Wow - my ex did this, too.

We had to spend 2 weekends a month driving hours away and stay with her family, spend every vacation with them, and have them fully active in our life every step of the way.

If I pushed back on it, I was somehow cutting her off from her family or something.

There isn't going to be a way out of this that isn't a high conflict situation. I was the same way, and it led down some very very dark paths, including infidelity, and both emotional and physical abuse. And I took it all and still tried to keep us together, because that's what I thought my job was as a husband.


----------



## Girl_power (Aug 11, 2018)

frusdil said:


> Are you seriously blaming your dad for your mums bad behaviour???




No not at all. 
My moms bad behavior is her own. But my mom is a good person. A sensitive person with bad coping mechanisms as well as feeling trapped because she felt she had to stay in a marriage because she didn’t have a job. I UNDERSTAND my mom. 
I know that my dad wasn’t the best husband in those days. And he knew he could get away with it because my mom would never leave him. 


All I can say is that until you experience people like my dad and my exH... who are passive aggressive and narcissistic you will never understand. 

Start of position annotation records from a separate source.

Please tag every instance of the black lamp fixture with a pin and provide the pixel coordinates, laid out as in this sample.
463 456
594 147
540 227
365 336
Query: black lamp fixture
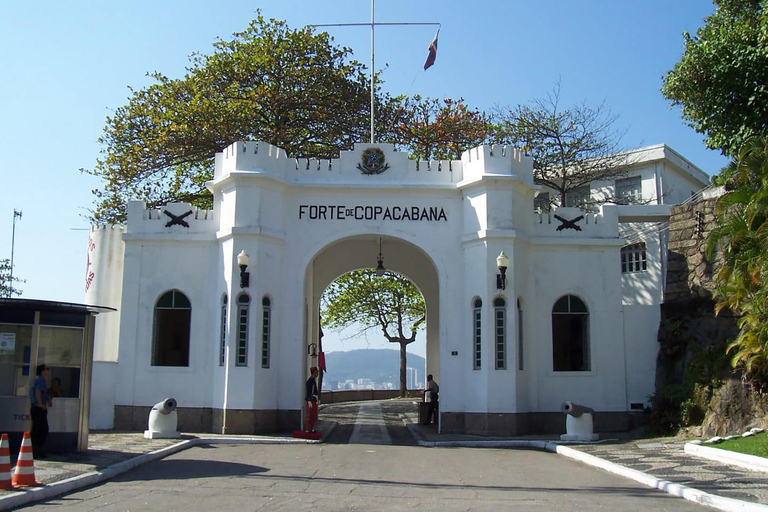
380 267
242 261
501 278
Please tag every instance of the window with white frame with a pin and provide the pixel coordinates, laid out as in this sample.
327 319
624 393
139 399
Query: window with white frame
541 203
223 332
570 335
171 330
633 258
266 327
477 331
243 305
577 197
500 332
629 190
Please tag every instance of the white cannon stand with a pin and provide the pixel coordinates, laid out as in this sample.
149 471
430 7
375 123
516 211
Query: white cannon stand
162 421
578 423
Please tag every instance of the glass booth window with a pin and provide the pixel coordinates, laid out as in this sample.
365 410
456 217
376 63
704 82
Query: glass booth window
61 349
15 352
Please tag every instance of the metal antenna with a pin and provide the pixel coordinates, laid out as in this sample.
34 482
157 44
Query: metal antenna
16 214
372 24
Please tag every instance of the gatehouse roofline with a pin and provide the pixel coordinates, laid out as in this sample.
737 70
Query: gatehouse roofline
269 160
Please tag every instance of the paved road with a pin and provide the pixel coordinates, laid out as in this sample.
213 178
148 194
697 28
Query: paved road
365 474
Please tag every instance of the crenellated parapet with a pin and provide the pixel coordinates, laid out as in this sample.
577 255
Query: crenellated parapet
576 223
241 158
497 161
177 218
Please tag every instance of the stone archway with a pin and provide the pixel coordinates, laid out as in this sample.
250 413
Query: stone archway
361 251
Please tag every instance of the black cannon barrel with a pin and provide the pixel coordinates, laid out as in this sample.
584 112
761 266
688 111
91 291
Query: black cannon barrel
167 406
575 410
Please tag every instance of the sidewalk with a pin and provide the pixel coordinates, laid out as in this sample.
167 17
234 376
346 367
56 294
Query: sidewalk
660 463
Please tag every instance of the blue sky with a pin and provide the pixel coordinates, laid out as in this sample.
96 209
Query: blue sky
65 66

My dad did whatever he wanted to do, and couldn’t care less if my mom was upset. In fact, he thought it was funny to make jokes when she was emotional, upset, or in a rage. It was a power thing. It was honestly a show... see kids look how crazy your mother is. Um well dad why don’t you actually freakin talk to mom and comfort her, and stop being a passive aggressive ****. Nope.


----------



## Marduk (Jul 16, 2010)

Yeswecan said:


> This is were we differ. A good H and a good W to each other have a good home. A good home is conducive for good parenting. Good parenting results in happy kids.
> 
> At the end of the day my W needs me and will tell me so. Our kids need US. To be "us" my W and I need to put each other first. The rest falls into place.


I do not want to derail and respect your opinion. 

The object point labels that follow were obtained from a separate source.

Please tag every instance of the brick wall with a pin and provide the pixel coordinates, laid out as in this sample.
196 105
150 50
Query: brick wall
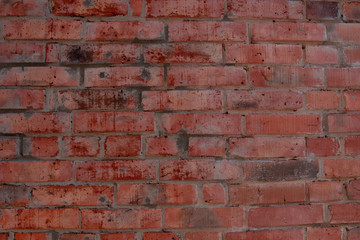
179 120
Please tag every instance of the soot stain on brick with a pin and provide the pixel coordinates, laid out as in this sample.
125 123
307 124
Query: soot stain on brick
77 54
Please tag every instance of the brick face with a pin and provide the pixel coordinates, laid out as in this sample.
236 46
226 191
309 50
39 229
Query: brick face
179 119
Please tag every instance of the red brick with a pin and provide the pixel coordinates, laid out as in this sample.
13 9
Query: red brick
353 190
34 123
34 171
280 170
11 195
346 122
283 124
207 31
40 76
40 146
80 146
341 168
120 218
330 233
322 10
9 147
278 234
322 100
352 144
123 76
322 55
263 53
113 122
285 216
156 194
100 53
72 195
267 147
118 236
289 32
204 169
21 99
325 191
122 146
268 193
160 236
184 100
351 10
345 213
90 99
90 8
226 217
117 31
183 52
45 29
285 76
207 146
213 194
106 171
187 8
345 32
206 76
264 100
77 236
278 9
203 236
201 123
323 147
21 52
39 218
31 236
23 8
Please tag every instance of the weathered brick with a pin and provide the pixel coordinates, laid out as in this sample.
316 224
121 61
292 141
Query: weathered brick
325 191
39 218
203 217
263 53
113 122
40 146
260 9
120 218
284 76
207 31
184 8
45 29
90 8
267 193
106 171
280 170
183 53
72 195
206 76
204 169
263 100
201 123
123 76
156 194
267 147
122 146
116 31
285 216
289 32
182 100
40 76
283 124
35 171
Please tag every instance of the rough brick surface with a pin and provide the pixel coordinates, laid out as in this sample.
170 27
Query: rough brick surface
179 119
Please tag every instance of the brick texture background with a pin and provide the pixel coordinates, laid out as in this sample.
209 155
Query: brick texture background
179 120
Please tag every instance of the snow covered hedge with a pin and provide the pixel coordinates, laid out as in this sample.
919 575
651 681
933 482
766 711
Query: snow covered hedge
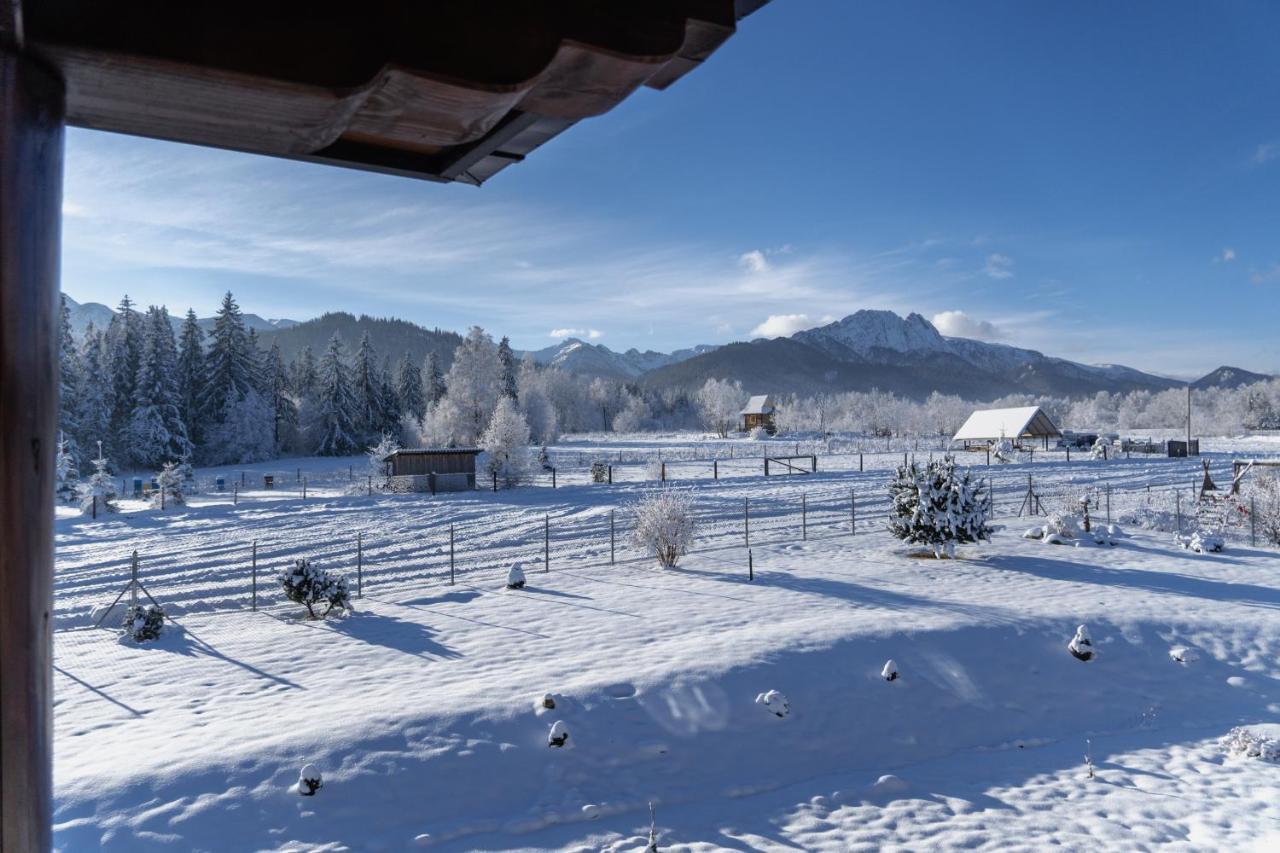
937 506
664 524
307 585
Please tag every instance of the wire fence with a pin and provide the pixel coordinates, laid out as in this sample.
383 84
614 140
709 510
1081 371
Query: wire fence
238 574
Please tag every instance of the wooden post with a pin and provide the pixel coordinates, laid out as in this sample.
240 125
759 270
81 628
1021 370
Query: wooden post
31 169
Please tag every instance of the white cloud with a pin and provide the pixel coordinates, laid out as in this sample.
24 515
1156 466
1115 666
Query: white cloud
754 261
958 324
999 265
781 325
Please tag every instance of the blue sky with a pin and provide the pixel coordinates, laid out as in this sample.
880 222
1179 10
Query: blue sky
1096 181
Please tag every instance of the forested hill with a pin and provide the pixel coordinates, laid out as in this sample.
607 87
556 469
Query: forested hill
392 338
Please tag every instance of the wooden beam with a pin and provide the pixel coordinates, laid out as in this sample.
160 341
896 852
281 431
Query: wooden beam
31 174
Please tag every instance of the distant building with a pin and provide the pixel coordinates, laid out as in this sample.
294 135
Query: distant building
759 411
991 425
433 469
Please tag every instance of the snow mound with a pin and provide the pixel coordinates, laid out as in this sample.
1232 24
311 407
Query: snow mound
1253 742
775 703
1082 644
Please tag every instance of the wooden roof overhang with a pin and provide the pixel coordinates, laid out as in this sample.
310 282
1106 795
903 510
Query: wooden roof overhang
446 91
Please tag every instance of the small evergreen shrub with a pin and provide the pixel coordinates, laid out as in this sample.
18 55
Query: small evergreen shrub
311 587
142 624
937 506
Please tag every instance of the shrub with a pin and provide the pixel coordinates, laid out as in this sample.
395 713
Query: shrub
664 524
307 585
937 506
142 624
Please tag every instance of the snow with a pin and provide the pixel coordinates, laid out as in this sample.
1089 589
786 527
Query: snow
423 710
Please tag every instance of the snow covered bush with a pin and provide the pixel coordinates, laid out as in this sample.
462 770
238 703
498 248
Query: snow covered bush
664 524
506 443
937 506
516 576
309 585
775 703
97 495
142 624
1253 742
1082 644
169 483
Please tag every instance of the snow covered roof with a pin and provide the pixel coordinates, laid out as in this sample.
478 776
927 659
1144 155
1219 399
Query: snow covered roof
758 405
993 424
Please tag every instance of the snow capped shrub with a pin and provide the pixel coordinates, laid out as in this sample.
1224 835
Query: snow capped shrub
775 703
142 624
309 585
558 735
664 524
516 576
936 506
1082 644
169 482
890 671
100 486
310 780
1253 742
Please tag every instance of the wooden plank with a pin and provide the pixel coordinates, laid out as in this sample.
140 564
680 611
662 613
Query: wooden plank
31 164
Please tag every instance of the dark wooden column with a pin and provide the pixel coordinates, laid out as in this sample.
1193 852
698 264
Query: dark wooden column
31 192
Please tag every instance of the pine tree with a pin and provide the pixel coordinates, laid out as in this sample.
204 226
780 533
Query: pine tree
69 382
408 388
286 411
334 427
229 366
433 381
156 430
96 400
191 377
507 370
123 354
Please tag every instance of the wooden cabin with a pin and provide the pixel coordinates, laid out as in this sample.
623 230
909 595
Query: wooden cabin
433 469
759 411
987 427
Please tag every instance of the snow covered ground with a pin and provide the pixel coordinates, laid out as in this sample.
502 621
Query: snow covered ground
424 708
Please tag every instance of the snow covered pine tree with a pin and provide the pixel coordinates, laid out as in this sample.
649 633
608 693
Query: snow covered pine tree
936 506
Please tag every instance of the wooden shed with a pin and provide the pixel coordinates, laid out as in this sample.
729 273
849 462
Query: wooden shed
433 469
759 411
988 425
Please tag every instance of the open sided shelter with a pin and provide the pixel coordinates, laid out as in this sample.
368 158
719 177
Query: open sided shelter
759 411
446 91
988 425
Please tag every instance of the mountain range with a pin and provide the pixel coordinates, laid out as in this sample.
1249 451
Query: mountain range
867 350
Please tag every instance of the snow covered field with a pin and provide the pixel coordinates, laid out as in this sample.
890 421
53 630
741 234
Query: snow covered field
421 710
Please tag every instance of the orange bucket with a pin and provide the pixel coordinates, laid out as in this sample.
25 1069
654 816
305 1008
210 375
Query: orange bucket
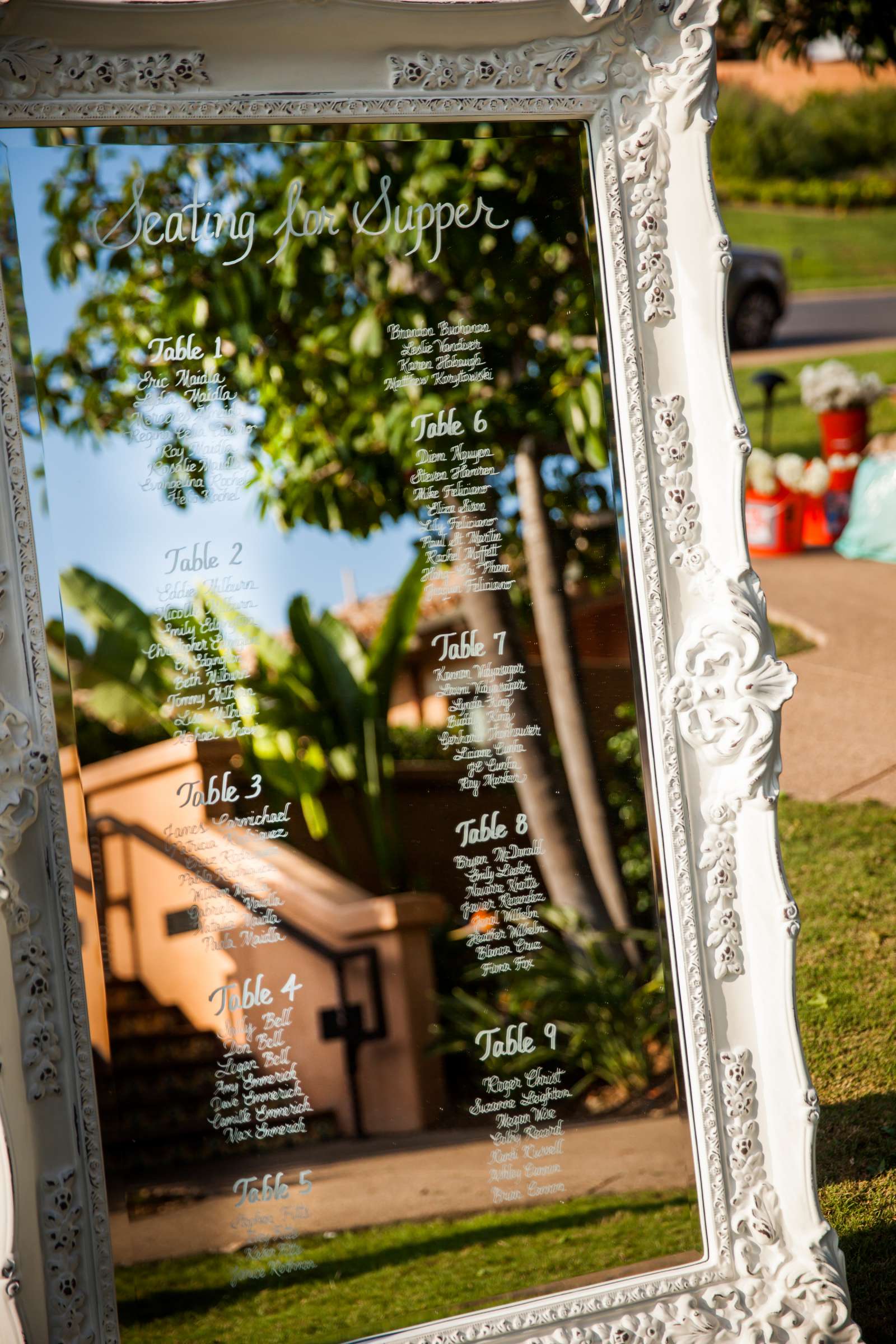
776 522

My point is that the child is being emotionally abused here, and the child actually needs a parent. 

This is a crisis situation that is going to get worse.


----------



## Girl_power (Aug 11, 2018)

Marduk said:


> I do not want to derail and respect your opinion.
> 
> 
> 
> ...




It will get worse if the adults don’t figure their issues out. 

This is his wife. He needs to poop or get off the pot. If he thinks she is so unjustified, then he needs to leave her. If he thinks they both have improve on issues, then start doing the work. Instead what he is doing is trying to wave a magic wand to try to get his wife to change her feelings and change her behavior. And we all know how often people do that.


----------



## Taxman (Dec 21, 2016)

Once again, I am trying to dissect this situation, to wit: When did this behavior begin? Is there a milestone associated with this? Which one of you brings in more money? Has your toddler ever interacted with others in a more positive manner? My questions are leading, in that I have several suspicions. Has she ever been evaluated psychologically? I have access to a social worker, she is gangbusters on stuff like this. Have you talked to your PCP? Minister/Priest/Rabbi/Friend? Heckuva thing to carry around all alone. 

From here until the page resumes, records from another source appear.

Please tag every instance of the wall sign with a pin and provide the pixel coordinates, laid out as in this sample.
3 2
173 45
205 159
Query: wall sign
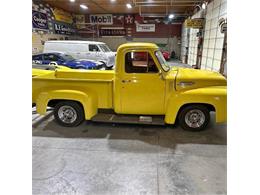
194 23
101 19
62 16
112 32
80 21
145 27
129 19
63 29
39 20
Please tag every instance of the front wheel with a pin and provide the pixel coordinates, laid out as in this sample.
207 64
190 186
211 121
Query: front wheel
69 113
194 117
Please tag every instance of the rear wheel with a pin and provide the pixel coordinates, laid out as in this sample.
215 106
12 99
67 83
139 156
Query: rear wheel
69 113
194 117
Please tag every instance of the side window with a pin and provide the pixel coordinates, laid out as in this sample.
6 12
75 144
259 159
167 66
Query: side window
139 62
93 48
50 57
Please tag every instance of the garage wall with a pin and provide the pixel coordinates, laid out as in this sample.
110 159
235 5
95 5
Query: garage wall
184 42
113 42
213 38
38 40
193 42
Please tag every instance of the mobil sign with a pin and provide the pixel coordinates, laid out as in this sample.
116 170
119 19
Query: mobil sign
101 19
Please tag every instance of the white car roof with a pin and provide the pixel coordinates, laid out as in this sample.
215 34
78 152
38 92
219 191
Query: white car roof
75 41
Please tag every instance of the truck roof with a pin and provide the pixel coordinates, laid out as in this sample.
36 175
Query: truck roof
138 45
74 41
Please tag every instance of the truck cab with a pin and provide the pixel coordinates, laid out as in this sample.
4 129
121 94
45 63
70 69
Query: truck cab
143 88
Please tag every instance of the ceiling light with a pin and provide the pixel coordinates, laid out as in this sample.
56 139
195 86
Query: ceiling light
128 5
171 16
83 6
203 5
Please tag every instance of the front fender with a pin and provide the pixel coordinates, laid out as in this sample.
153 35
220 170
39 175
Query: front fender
215 96
88 101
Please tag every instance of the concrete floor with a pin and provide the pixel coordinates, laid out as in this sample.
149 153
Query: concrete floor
98 158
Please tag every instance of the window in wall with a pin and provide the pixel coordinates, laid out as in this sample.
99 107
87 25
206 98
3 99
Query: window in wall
139 62
93 48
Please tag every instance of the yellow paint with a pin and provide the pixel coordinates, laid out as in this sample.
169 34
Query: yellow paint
161 93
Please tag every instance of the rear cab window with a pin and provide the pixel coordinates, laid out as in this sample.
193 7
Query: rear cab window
140 62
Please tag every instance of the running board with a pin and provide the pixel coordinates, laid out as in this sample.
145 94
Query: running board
129 119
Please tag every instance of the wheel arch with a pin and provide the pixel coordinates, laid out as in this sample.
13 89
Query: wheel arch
171 117
51 98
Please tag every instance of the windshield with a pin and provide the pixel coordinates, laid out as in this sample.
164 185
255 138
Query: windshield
104 48
67 57
162 61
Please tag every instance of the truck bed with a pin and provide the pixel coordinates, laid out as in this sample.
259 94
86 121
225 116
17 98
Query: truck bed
98 82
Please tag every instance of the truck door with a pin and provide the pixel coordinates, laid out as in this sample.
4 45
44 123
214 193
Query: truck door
142 88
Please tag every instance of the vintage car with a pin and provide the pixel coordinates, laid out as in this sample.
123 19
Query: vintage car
142 89
58 58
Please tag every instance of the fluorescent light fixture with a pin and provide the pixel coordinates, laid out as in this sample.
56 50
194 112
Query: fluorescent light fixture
171 16
203 5
83 6
128 5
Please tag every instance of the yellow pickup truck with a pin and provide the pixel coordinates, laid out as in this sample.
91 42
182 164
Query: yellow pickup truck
143 88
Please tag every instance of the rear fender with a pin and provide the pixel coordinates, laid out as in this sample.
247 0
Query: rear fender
214 96
88 101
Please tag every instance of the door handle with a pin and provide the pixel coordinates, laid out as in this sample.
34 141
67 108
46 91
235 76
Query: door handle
126 81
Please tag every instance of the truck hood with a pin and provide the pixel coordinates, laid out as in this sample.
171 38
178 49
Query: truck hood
186 78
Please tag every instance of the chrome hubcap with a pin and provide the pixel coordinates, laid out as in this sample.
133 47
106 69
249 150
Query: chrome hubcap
67 114
195 118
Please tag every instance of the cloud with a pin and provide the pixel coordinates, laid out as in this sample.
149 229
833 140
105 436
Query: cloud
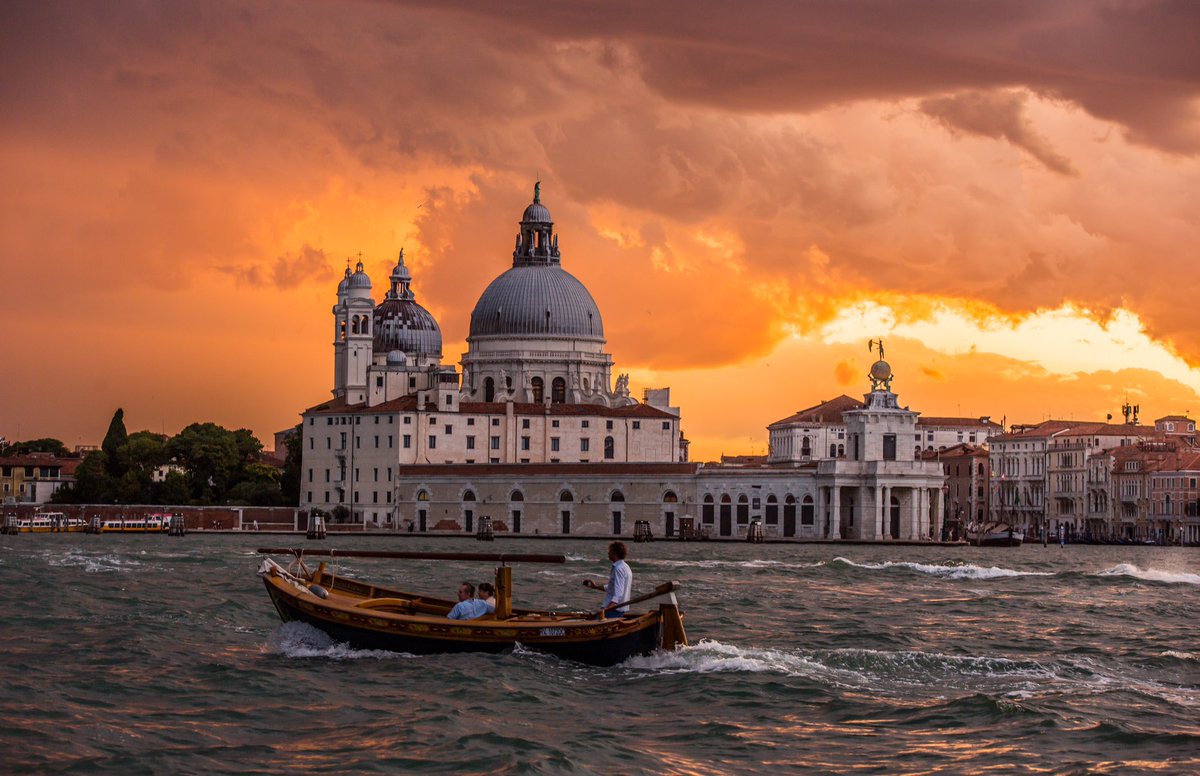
996 115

Before one can work on a problem, one must know what the problem is. This is where you stand at present.


----------



## phillybeffandswiss (Jan 20, 2013)

Yeswecan said:


> But this validates her contempt.


Her contempt was validated when he shutdown, shut up and allowed it to continue for almost nine years.

OP, read around. Don’t let this turn into a “you both have problems” situation if it isn't the reality.


Edit.

What has you scared? No really? You related a story where an argument started because of the way you cut tomatoes........


Holy, crap man, get a lawyer and get out.